Office workers have embraced AI tools at a startling clip. Yet a major new survey reveals they now devote nearly as much effort to coaxing those systems as to the output they generate. The hidden drag, dubbed botsitting, eats up more than a full workday each month for the average knowledge worker.
The Reality Behind the Productivity Claims
Employees report saving roughly 11 hours a week through automation. But those gains evaporate when they feed context into models, debug hallucinations, rerun failed prompts and polish sloppy results. Glean’s Work AI Index 2026 lays it out plainly. Workers spend 6.4 hours weekly on botsitting. That exceeds the time they spend coaxing useful work from the tools.
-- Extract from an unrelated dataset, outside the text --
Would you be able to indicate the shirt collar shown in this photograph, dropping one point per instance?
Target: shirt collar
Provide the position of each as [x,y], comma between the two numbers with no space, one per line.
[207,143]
Of all hours logged interacting with AI, 37% go to supervision and repair. Only 36% produce finished output. The rest splits between learning the systems and building agents. And failure rates remain stubborn. More than one-third of AI sessions collapse outright. Workers restart or rework them from scratch. The Los Angeles Times captured the frustration in fresh coverage this week. Paul Leonardi, who co-authored the report, called the numbers striking. “Most people don’t realize the amount of time that they’re spending working on the tools to get the time savings that they’re professing.”
Short. Blunt. Expensive.
The survey questioned 6,000 full-time digital workers across the United States, United Kingdom and Australia between December 2025 and January 2026. Researchers from Notre Dame, Stanford and UC Berkeley contributed. Eighty-seven percent already use AI at work. Seventy-five percent say it makes them personally more productive. Yet just 13% report their organizations perform significantly better because of it. The gap yawns wide.
Rebecca Hinds, head of Glean’s Work AI Institute, described botsitting as tedious, exhausting labor. It goes untracked, unrewarded and unbudgeted. “Workers now burn an average of 6.4 hours a week botsitting — most of a full working day, every week,” the report states. The Business Insider highlighted how this load pushes some toward the exit. Heavy botsitters prove 73% more likely to hunt for new jobs.
But that’s only half the picture. The report also tracks botshitting — the habit of shipping AI-generated material that employees haven’t fully verified, can’t completely explain or wouldn’t confidently defend. Sixty-nine percent admit to the practice. In organizations measuring only speed, that figure climbs to 74%. When leaders track quality too, it drops and self-reported work quality rises sharply. Eighty-three percent in quality-focused firms say AI improves output. Just 68% say the same where metrics fixate on volume alone.
And the fallout compounds. Layoffs tied to AI correlate with higher botsitting and botshitting rates. Workers left behind shoulder extra loads. Sixty-two percent in those settings actively job hunt. The cycle feeds on itself. CIO called it a vicious cycle that organizations ignore at their peril.
Executives push aggressive adoption. Many frame any hesitation as resistance. Yet the data shows reflexive AI use has become table stakes. Employees juggle multiple tools, switch contexts constantly and shoulder managerial duties their job descriptions never mentioned. One junior engineer in the report generated broken code with AI. A senior colleague stepped in to repair it. The junior then had to explain work he never truly produced. The invisible layer of human effort holds the system together. Remove it and confidence collapses.
Transformative companies approach the problem differently. They treat AI as an invitation to redesign jobs, not just accelerate old ones. They invest in context-rich systems that reduce prompting overhead. They measure outcomes beyond tokens generated or tasks completed. They train people when to ignore the model entirely. Those firms report stronger quality gains and lower frustration. The rest burn hours on maintenance that never appears in productivity dashboards.
Recent coverage reinforces the pattern. A Register article on UK-specific data found British workers average 5.8 hours weekly on similar tasks, with 90% required to use AI and many handling four or more tools. Brits appear to shoulder an even larger share of oversight relative to output. Discussions on X this week echo the fatigue. Engineers joke about trading cat-sitting rates for bot-sitting gigs. Others note the emotional tax of coaxing unreliable systems feels heavier than the marketing ever suggested.
So what now? The report urges leaders to build human infrastructure alongside the technical stack. That means clear policies on acceptable use, ongoing training, feedback loops that treat employee experience as data, and incentives tied to quality rather than raw volume. Without those changes the promised productivity wave stays trapped in endless correction loops. Workers grow resentful. Talent walks. Organizations celebrate adoption metrics while actual results stagnate.
The numbers don’t lie. AI automates more than a quarter of digital tasks today and could reach 35% within a year. Yet the tax on human attention remains steep. Companies that solve for botsitting will capture the real gains. Those that don’t will simply replace one form of busywork with another. The choice sits with leadership. The clock, however, keeps ticking in six-minute increments of debugging and context-loading. One prompt at a time.